Partiamo dai sondaggi sui primi dodici mesi del governo Meloni: cosa è successo in termini di flussi elettorali nell’ultimo anno, Antonio Noto?

«Non è cambiato tantissimo. Non c’è stata una rivoluzione in termini di consensi».

Qual è lo stato di salute del partito di Giorgia Meloni, cosa dicono i sondaggi?

«Fdi è cresciuta di qualche punto, oggi è intorno al 28.5. Il centrodestra, nel complesso, è stabile».

Quale effetto può avere nei sondaggi la fine della relazione della Meloni con Andrea Giambruno?

«A livello politico zero, gli elettori non giudicano l’azione politica sulla base delle azioni private. Se Berlusconi fosse stato giudicato sulla vita privata non sarebbe arrivato al 5 per cento. Allo stesso tempo, le posso dire, dai sondaggi Meloni viene considerata credibile dalla popolazione, magari lo è meno il suo governo».

E per i sondaggi come stanno Lega e Forza Italia?

«Il Carroccio è più o meno stabile, oscilla tra il 9 e il 10%. E lo stesso si può dire anche per Forza Italia. Non si registra una flessione derivante dalla mancanza di Berlusconi. Anche perché nel racconto il Cavaliere è sempre presente. Insomma, a dodici mesi dalla nascita del governo Meloni nei sondaggi il centrodestra più o meno tiene, aumenta di uno o due punti».

È la prima volta che accade una cosa del genere dopo un anno di governo?

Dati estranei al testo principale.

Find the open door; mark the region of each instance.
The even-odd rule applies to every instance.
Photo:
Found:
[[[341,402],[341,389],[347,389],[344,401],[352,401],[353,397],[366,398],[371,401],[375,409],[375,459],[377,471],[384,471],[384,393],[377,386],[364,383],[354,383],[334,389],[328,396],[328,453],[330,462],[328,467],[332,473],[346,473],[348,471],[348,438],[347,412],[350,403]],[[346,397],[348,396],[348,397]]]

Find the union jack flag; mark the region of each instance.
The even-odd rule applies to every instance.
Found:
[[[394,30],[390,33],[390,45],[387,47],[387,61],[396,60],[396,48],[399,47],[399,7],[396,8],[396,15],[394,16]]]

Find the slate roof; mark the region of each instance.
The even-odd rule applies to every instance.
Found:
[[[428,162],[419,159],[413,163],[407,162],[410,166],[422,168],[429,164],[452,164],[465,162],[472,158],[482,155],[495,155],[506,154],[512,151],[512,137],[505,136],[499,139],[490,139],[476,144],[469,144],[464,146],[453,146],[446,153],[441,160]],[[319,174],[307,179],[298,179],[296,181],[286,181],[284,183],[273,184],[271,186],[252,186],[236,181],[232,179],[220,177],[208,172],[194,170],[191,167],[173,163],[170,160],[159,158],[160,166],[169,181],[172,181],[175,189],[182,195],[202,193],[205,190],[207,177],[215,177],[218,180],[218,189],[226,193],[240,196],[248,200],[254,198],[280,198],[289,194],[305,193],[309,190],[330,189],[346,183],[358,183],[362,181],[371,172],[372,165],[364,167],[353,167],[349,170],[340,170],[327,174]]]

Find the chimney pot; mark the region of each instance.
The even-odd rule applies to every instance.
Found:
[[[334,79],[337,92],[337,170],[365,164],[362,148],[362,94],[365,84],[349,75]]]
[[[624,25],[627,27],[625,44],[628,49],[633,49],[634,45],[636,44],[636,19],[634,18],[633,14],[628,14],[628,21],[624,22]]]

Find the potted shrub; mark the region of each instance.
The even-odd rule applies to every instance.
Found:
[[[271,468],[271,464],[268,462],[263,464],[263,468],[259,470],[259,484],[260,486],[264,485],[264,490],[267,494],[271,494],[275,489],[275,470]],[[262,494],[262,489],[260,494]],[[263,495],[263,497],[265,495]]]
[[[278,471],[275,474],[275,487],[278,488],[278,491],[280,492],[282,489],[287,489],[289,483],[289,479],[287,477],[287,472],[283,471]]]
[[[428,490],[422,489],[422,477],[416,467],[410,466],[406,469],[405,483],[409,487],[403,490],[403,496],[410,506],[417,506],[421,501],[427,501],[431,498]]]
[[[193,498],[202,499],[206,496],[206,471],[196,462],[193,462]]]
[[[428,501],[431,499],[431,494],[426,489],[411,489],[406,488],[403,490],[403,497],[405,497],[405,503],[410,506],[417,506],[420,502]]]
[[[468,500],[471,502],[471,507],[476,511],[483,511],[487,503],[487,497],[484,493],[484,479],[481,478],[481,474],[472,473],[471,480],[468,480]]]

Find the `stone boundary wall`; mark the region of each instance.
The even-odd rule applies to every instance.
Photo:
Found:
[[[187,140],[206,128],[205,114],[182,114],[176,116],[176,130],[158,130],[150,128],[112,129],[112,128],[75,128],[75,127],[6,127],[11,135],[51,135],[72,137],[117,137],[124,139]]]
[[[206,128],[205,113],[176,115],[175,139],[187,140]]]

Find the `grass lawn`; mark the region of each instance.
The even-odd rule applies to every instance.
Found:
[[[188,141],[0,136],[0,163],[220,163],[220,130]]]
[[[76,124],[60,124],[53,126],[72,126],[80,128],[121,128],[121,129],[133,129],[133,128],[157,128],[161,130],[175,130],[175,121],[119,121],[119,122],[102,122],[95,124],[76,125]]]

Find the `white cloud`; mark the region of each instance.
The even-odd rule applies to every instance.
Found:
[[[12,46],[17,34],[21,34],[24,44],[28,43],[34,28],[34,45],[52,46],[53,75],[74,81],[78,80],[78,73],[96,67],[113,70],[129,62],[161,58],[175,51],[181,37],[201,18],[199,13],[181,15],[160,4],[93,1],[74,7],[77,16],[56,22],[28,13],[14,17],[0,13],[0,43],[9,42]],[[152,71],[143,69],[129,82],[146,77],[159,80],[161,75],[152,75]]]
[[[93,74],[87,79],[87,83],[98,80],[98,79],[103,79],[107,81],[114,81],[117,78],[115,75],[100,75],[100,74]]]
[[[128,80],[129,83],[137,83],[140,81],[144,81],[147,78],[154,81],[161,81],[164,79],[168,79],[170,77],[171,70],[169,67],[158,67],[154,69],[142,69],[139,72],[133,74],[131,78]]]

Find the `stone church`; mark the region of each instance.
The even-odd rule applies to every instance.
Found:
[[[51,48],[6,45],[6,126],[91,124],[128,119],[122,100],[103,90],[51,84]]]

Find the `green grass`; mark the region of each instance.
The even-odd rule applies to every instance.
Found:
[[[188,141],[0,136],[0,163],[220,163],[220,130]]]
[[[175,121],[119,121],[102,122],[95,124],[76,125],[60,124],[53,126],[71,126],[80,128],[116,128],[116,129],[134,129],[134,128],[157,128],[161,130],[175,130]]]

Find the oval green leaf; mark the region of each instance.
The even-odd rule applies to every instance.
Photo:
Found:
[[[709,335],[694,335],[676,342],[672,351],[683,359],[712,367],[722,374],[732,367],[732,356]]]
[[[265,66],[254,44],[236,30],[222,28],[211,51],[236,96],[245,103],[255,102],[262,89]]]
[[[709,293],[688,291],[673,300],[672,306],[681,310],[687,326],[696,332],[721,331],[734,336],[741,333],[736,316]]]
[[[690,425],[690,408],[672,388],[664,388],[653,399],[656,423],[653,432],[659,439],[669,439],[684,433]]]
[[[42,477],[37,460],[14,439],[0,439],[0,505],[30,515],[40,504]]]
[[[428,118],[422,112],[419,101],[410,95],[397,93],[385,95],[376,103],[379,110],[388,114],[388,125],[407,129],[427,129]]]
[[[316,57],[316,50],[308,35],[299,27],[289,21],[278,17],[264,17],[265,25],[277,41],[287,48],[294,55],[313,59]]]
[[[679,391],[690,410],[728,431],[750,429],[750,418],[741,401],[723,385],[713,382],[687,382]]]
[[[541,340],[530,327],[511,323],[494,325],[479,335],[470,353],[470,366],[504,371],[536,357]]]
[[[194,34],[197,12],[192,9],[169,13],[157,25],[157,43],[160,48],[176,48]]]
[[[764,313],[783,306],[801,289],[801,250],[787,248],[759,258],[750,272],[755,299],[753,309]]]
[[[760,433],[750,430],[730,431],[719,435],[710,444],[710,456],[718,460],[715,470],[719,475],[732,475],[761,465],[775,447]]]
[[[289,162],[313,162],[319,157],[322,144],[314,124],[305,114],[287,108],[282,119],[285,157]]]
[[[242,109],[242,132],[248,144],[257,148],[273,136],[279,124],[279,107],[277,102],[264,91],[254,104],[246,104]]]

«No, un anno è poco per tirare le somme. In passato accadeva questo: dopo un anno c’era sempre un partito del governo che faceva boom. Si ricorda l’exploit del Pd alle europee del 2014 e quello della Lega di Salvini alle europee del 2019. Risultati che hanno destabilizzato l’esecutivo».

Chi si candida a fare boom alle europee?

«Sulla carta potrebbe essere FdI perché se guardiamo al passato il partito forte ha fatto en plein. Difficile che la Lega possa ripetersi perché lo ha già fatto. Nel caso del partito della Meloni significherebbe nei sondaggi superare il 30%. In questo modo consoliderebbe la sua posizione di governo e forse potrebbe gestire meglio le fibrillazioni che ci sono all’interno dell’esecutivo. Stiamo attenti dunque a dire che le elezioni europee non influiscono sul governo. Berlusconi, nel suo secondo governo tra il 2001 e il 2006, proprio dopo le Europee fu costretto a fare un rimpasto. E se ci pensate dopo l’exploit leghista del 2019 ci fu un ribaltone con la nascita del governo giallorosso».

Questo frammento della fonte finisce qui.